Earlier this month, the Federal Trade Commission (FTC) announced that it had launched a new inquiry into business practices of pharmacy benefit managers (PBMs). Specifically, the the five-member commission said that it would “scrutinize the impact of vertically integrated pharmacy benefit managers on the access and affordability of prescription drugs.” The companies targeted by the investigation include: CVS Caremark, Express Scripts, OptumRx, Humana, Prime Therapeutics, and MedImpact Healthcare Systems. 

The new inquiry is part of a broader FTC effort to examine the entire distribution chain for prescription drugs. In February, the FTC voted not to investigate PBMs’ pricing and contracts. And, for those of us pushing to improve access and lower costs for patients, this is a welcome development. 

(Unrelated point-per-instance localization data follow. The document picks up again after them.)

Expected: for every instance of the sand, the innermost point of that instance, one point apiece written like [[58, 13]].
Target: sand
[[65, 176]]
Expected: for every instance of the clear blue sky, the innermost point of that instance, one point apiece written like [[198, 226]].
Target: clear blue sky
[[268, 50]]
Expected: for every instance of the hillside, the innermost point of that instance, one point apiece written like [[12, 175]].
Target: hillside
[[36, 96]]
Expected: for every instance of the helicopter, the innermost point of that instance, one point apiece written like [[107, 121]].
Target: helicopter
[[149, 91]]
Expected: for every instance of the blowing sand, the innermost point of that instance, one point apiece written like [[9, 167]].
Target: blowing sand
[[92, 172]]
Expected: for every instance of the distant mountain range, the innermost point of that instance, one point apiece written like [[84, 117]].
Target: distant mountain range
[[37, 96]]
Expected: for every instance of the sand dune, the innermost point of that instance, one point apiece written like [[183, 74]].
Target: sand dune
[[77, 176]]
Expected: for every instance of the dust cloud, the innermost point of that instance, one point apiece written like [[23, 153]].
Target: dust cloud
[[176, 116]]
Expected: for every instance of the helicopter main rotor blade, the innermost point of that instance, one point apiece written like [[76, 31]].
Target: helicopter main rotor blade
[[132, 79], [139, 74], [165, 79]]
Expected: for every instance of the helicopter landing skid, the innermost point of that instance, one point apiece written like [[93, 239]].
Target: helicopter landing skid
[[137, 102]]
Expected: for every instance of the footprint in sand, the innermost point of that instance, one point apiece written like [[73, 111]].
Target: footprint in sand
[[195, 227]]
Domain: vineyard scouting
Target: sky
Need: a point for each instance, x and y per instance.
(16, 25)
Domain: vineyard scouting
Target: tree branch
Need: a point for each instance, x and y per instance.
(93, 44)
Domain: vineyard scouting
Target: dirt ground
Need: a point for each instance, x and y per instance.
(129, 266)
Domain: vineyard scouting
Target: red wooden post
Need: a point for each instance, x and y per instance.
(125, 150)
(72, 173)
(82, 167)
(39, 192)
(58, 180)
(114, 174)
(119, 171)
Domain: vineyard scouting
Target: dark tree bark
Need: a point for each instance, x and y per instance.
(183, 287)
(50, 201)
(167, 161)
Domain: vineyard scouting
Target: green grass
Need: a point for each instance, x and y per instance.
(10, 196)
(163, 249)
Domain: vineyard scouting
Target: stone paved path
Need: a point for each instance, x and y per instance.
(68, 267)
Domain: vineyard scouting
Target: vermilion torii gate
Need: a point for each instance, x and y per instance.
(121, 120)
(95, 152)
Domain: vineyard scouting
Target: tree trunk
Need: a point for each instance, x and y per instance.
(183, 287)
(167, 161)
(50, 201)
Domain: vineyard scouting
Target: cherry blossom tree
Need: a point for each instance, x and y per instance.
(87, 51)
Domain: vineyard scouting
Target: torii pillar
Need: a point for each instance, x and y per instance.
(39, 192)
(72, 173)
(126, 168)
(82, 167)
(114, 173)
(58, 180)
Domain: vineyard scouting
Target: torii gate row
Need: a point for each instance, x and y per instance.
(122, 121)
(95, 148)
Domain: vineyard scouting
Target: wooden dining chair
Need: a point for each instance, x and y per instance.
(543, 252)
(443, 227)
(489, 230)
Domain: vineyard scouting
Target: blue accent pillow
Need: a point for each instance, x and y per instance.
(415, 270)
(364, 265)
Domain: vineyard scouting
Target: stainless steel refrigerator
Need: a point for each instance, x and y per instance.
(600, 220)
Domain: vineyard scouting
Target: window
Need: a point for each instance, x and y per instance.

PBMs oversee prescription drug coverage for insurance companies, large employers, and Medicare, the world’s largest healthcare payer. They tend to operate with little to no accountability or even a clear definition of their role in the healthcare system. PBMs use their leverage to demand discounts and rebates from drug manufacturers – a practice that, according to most manufactures, significantly increases costs to patients. They also make key administrative decisions about coverage and access for patients, such as overly burdensome requirements for prior authorizations or limiting coverage for prescriptions filled by pharmacies not owned by or affiliated with the PBMs.  

In May, when a subcommittee in the U.S. Senate held a hearing to examine these issues, Terry Wilcox, Executive Director of PAAP and Patients Rising, issued the following statement:

“Each player in the drug supply chain has a well-defined and clear role, except for pharmacy benefit managers. To get to the root cause of high prices, you must pull back the curtain to expose the shady actions of the PBMs. Their practices are murky at best and leave patients in the dark and can increase the prices they pay out of pocket at the pharmacy counter. 

It’s past time to evaluate the role of the middlemen in the drug supply chain in order to create reforms that lower patient costs and improve their access to prescriptions.”

According to its announcement, the FTC will be looking into the following issues:

  • Fees and clawbacks charged to unaffiliated pharmacies;
  • Methods to steer patients towards pharmacy benefit manager-owned pharmacies;
  • Potentially unfair audits of independent pharmacies;
  • Complicated and opaque methods to determine pharmacy reimbursement
  • The prevalence of prior authorizations and other administrative restrictions;
  • The use of specialty drug lists and surrounding specialty drug policies;
  • The impact of rebates and fees from drug manufacturers on formulary design and the costs of prescription drugs to payers and patients.

Once again, this is a welcome development, one that we’ll be watching closely. If the FTC is serious about finding the underlying causes of high prescription drug costs, this is a good place to start.